Back to Questdb

Handling Large Result Sets

documentation/query/pgwire/large-result-sets.md

latest8.5 KB
Original Source

import Tabs from "@theme/Tabs" import TabItem from "@theme/TabItem"

When querying large datasets via PGWire, many PostgreSQL drivers load the entire result set into memory before returning any rows. This causes:

  • Out of memory errors on the client
  • Long wait times before the first row is available
  • Timeouts for very large queries

The solution is to use cursor-based fetching (also called streaming or paging), which retrieves rows in batches.

The problem

By default, most PostgreSQL drivers execute queries like this:

  1. Send query to server
  2. Wait for all rows to be returned
  3. Load everything into client memory
  4. Return results to application

For a query returning 100 million rows, this means loading all 100 million rows into RAM before your application sees a single row.

The solution

Configure your driver to use cursor-based fetching:

  1. Send query to server
  2. Fetch rows in batches (e.g., 10,000 at a time)
  3. Process each batch before fetching the next
  4. Repeat until all rows are consumed

This keeps memory usage constant regardless of result set size.

Language examples

<Tabs defaultValue="java" values={[ { label: "Java", value: "java" }, { label: "Python", value: "python" }, { label: "Go", value: "go" }, { label: "Node.js", value: "nodejs" }, { label: ".NET", value: "dotnet" }, ]}>

<TabItem value="java">

Java (JDBC)

JDBC loads all rows into memory by default. To enable cursor-based fetching:

java
import java.sql.*;

public class LargeResultSet {
    public static void main(String[] args) throws SQLException {
        String url = "jdbc:postgresql://localhost:8812/qdb";
        Properties props = new Properties();
        props.setProperty("user", "admin");
        props.setProperty("password", "quest");

        try (Connection conn = DriverManager.getConnection(url, props)) {
            // REQUIRED: Disable auto-commit to enable cursor mode
            conn.setAutoCommit(false);

            try (Statement stmt = conn.createStatement()) {
                // Set fetch size - rows fetched per batch
                stmt.setFetchSize(10000);

                try (ResultSet rs = stmt.executeQuery(
                        "SELECT * FROM large_table")) {
                    while (rs.next()) {
                        // Process each row
                        // Memory usage stays constant
                    }
                }
            }
        }
    }
}

Key points:

  • setAutoCommit(false) is required — cursor mode only works within a transaction
  • setFetchSize(n) controls how many rows are fetched per round-trip
  • Choose fetch size based on row size and available memory (1,000–50,000 is typical)
</TabItem> <TabItem value="python">

Python (psycopg2 / psycopg3)

psycopg2: Server-side cursor

python
import psycopg2

conn = psycopg2.connect(
    host="localhost",
    port=8812,
    user="admin",
    password="quest",
    database="qdb"
)

# Use a named cursor for server-side cursor
with conn.cursor(name='large_query_cursor') as cursor:
    cursor.itersize = 10000  # Fetch 10,000 rows at a time

    cursor.execute("SELECT * FROM large_table")

    for row in cursor:
        # Process each row
        # Memory usage stays constant
        pass

conn.close()

psycopg3: Cursor with itersize

python
import psycopg

with psycopg.connect(
    "host=localhost port=8812 user=admin password=quest dbname=qdb"
) as conn:
    with conn.cursor(name="large_cursor") as cursor:
        cursor.execute("SELECT * FROM large_table")
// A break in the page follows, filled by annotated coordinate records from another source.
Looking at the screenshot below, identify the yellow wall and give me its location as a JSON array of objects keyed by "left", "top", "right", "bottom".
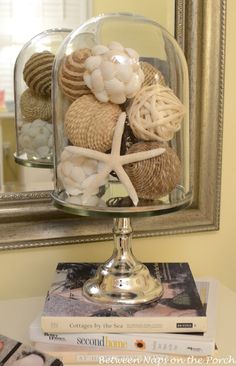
[{"left": 0, "top": 0, "right": 236, "bottom": 298}]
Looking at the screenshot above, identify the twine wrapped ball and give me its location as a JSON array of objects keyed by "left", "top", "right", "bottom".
[
  {"left": 20, "top": 89, "right": 52, "bottom": 122},
  {"left": 128, "top": 84, "right": 185, "bottom": 141},
  {"left": 65, "top": 94, "right": 121, "bottom": 152},
  {"left": 124, "top": 141, "right": 181, "bottom": 200},
  {"left": 84, "top": 42, "right": 144, "bottom": 104},
  {"left": 23, "top": 51, "right": 55, "bottom": 97},
  {"left": 59, "top": 48, "right": 91, "bottom": 101},
  {"left": 140, "top": 61, "right": 166, "bottom": 87}
]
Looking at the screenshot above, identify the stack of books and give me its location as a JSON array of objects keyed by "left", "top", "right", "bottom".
[{"left": 30, "top": 263, "right": 217, "bottom": 365}]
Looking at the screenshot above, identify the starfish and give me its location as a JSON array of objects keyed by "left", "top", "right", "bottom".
[{"left": 66, "top": 112, "right": 165, "bottom": 206}]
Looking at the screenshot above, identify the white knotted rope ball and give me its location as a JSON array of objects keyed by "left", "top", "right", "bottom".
[
  {"left": 57, "top": 148, "right": 106, "bottom": 204},
  {"left": 84, "top": 42, "right": 144, "bottom": 104},
  {"left": 19, "top": 119, "right": 53, "bottom": 159}
]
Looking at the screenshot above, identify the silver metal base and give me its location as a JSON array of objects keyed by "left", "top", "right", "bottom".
[{"left": 83, "top": 218, "right": 163, "bottom": 305}]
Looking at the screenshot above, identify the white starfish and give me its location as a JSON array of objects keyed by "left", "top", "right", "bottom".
[{"left": 63, "top": 112, "right": 165, "bottom": 206}]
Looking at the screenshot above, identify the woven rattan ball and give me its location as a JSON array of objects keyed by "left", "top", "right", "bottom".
[
  {"left": 140, "top": 61, "right": 166, "bottom": 86},
  {"left": 23, "top": 51, "right": 55, "bottom": 96},
  {"left": 59, "top": 48, "right": 91, "bottom": 101},
  {"left": 20, "top": 89, "right": 52, "bottom": 122},
  {"left": 128, "top": 84, "right": 185, "bottom": 141},
  {"left": 124, "top": 142, "right": 181, "bottom": 200},
  {"left": 65, "top": 94, "right": 121, "bottom": 152}
]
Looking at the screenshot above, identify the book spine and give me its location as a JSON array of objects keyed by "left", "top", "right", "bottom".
[
  {"left": 30, "top": 328, "right": 215, "bottom": 356},
  {"left": 41, "top": 316, "right": 207, "bottom": 333},
  {"left": 33, "top": 345, "right": 211, "bottom": 365}
]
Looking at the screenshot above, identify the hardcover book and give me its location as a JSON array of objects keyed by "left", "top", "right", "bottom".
[
  {"left": 0, "top": 335, "right": 63, "bottom": 366},
  {"left": 29, "top": 279, "right": 217, "bottom": 358},
  {"left": 30, "top": 343, "right": 215, "bottom": 366},
  {"left": 41, "top": 263, "right": 207, "bottom": 333}
]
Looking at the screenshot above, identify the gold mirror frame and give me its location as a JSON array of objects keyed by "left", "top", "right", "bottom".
[{"left": 0, "top": 0, "right": 226, "bottom": 249}]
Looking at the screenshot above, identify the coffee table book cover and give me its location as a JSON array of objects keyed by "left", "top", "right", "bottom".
[
  {"left": 41, "top": 263, "right": 207, "bottom": 333},
  {"left": 0, "top": 335, "right": 63, "bottom": 366},
  {"left": 29, "top": 278, "right": 218, "bottom": 356}
]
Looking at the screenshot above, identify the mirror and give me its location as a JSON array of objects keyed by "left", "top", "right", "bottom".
[{"left": 0, "top": 0, "right": 226, "bottom": 249}]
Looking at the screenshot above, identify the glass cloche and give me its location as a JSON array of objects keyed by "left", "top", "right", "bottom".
[
  {"left": 53, "top": 14, "right": 191, "bottom": 304},
  {"left": 14, "top": 29, "right": 71, "bottom": 168}
]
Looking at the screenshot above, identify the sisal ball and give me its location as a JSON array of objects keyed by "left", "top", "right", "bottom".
[
  {"left": 65, "top": 94, "right": 121, "bottom": 152},
  {"left": 128, "top": 84, "right": 185, "bottom": 141},
  {"left": 23, "top": 51, "right": 55, "bottom": 97},
  {"left": 140, "top": 61, "right": 166, "bottom": 86},
  {"left": 20, "top": 89, "right": 52, "bottom": 122},
  {"left": 124, "top": 142, "right": 181, "bottom": 200},
  {"left": 59, "top": 48, "right": 91, "bottom": 101}
]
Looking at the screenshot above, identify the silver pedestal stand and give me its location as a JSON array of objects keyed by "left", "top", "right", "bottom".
[{"left": 83, "top": 218, "right": 163, "bottom": 305}]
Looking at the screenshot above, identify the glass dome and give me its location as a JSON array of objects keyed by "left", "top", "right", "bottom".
[
  {"left": 14, "top": 29, "right": 71, "bottom": 168},
  {"left": 53, "top": 14, "right": 191, "bottom": 217}
]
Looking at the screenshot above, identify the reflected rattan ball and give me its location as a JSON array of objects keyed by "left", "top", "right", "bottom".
[
  {"left": 140, "top": 61, "right": 166, "bottom": 86},
  {"left": 124, "top": 142, "right": 181, "bottom": 200},
  {"left": 20, "top": 89, "right": 52, "bottom": 122},
  {"left": 23, "top": 51, "right": 55, "bottom": 97},
  {"left": 65, "top": 94, "right": 121, "bottom": 152},
  {"left": 59, "top": 48, "right": 91, "bottom": 101}
]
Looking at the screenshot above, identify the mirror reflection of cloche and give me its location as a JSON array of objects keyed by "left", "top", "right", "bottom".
[
  {"left": 14, "top": 28, "right": 71, "bottom": 168},
  {"left": 53, "top": 14, "right": 192, "bottom": 304}
]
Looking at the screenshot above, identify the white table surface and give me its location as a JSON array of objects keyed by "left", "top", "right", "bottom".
[{"left": 0, "top": 285, "right": 236, "bottom": 366}]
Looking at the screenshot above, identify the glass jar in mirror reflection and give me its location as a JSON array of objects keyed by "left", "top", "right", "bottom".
[{"left": 14, "top": 28, "right": 71, "bottom": 168}]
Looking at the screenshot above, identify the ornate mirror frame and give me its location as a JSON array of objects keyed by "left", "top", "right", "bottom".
[{"left": 0, "top": 0, "right": 226, "bottom": 249}]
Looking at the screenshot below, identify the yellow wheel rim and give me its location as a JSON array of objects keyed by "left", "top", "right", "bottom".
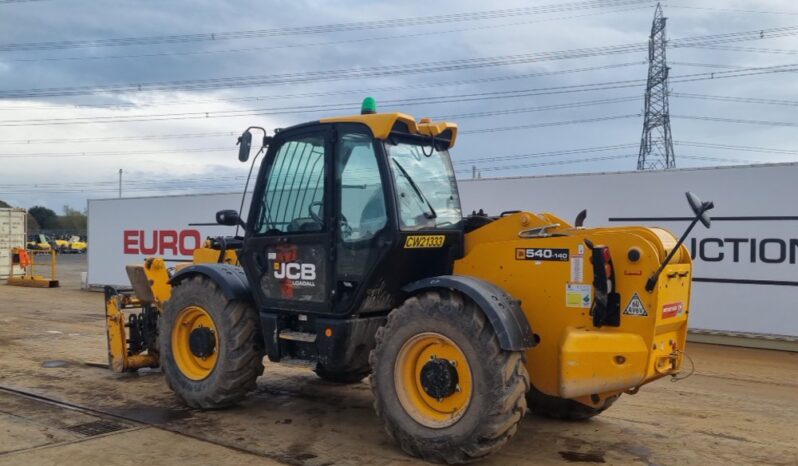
[
  {"left": 394, "top": 332, "right": 472, "bottom": 429},
  {"left": 172, "top": 306, "right": 219, "bottom": 380}
]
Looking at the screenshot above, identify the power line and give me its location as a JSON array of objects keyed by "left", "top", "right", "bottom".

        # Fetch in batches
        while batch := cursor.fetchmany(10000):
            for row in batch:
                # Process each row
                pass

Key points:

  • Named cursors (cursor(name='...')) enable server-side cursors
  • itersize controls batch size when iterating
  • Unnamed cursors load everything into memory
</TabItem> <TabItem value="go">

Go (pgx)

pgx streams results by default, but you should still process rows without collecting them all:

go
package main

import (
    "context"
    "fmt"
    "github.com/jackc/pgx/v5"
)

func main() {
    ctx := context.Background()

    conn, err := pgx.Connect(ctx,
        "postgres://admin:quest@localhost:8812/qdb")
    if err != nil {
        panic(err)
    }
    defer conn.Close(ctx)

    // Use Query for streaming - don't use QueryRow for large results
    rows, err := conn.Query(ctx, "SELECT * FROM large_table")
    if err != nil {
        panic(err)
    }
    defer rows.Close()

    // Process rows one at a time - memory stays constant
    for rows.Next() {
        var col1 string
        var col2 int64
        if err := rows.Scan(&col1, &col2); err != nil {
            panic(err)
        }
        // Process row
    }

    if err := rows.Err(); err != nil {
        panic(err)
    }
}

Key points:

  • pgx streams by default — just avoid collecting all rows into a slice
  • Use Query() and iterate with rows.Next(), not QueryRow()
  • Call rows.Close() when done to release connection resources
</TabItem> <TabItem value="nodejs">

Node.js (node-postgres)

Use a cursor with the pg-cursor package:

javascript
const { Pool } = require('pg');
const Cursor = require('pg-cursor');

const pool = new Pool({
  host: 'localhost',
  port: 8812,
  user: 'admin',
  password: 'quest',
  database: 'qdb',
});

async function queryLargeTable() {
  const client = await pool.connect();

  try {
    const cursor = client.query(
      new Cursor('SELECT * FROM large_table')
    );

    const batchSize = 10000;
    let rows;

    do {
      rows = await cursor.read(batchSize);
      for (const row of rows) {
        // Process each row
        // Memory usage stays constant
      }
    } while (rows.length > 0);

    await cursor.close();
  } finally {
    client.release();
  }
}

queryLargeTable();

Key points:

  • Install pg-cursor: npm install pg-cursor
  • cursor.read(n) fetches n rows at a time
  • Always close the cursor when done
</TabItem> <TabItem value="dotnet">

.NET (Npgsql)

Use CommandBehavior.SequentialAccess for streaming:

csharp
using Npgsql;

var connString = "Host=localhost;Port=8812;Username=admin;Password=quest;Database=qdb";

await using var conn = new NpgsqlConnection(connString);
await conn.OpenAsync();

await using var cmd = new NpgsqlCommand("SELECT * FROM large_table", conn);

// Use SequentialAccess for streaming large results
await using var reader = await cmd.ExecuteReaderAsync(
    System.Data.CommandBehavior.SequentialAccess);

while (await reader.ReadAsync())
{
    // Process each row
    // Memory usage stays constant
    var col1 = reader.GetString(0);
    var col2 = reader.GetInt64(1);
}

Key points:

  • CommandBehavior.SequentialAccess enables streaming mode
  • Access columns in order (left to right) in sequential mode
  • For very large columns, use GetStream() or GetTextReader()
</TabItem> </Tabs>

Choosing a fetch size

The optimal fetch size depends on:

FactorRecommendation
Row size small (< 100 bytes)10,000–50,000 rows
Row size medium (100–1000 bytes)1,000–10,000 rows
Row size large (> 1KB)100–1,000 rows
High-latency networkLarger batches (reduce round-trips)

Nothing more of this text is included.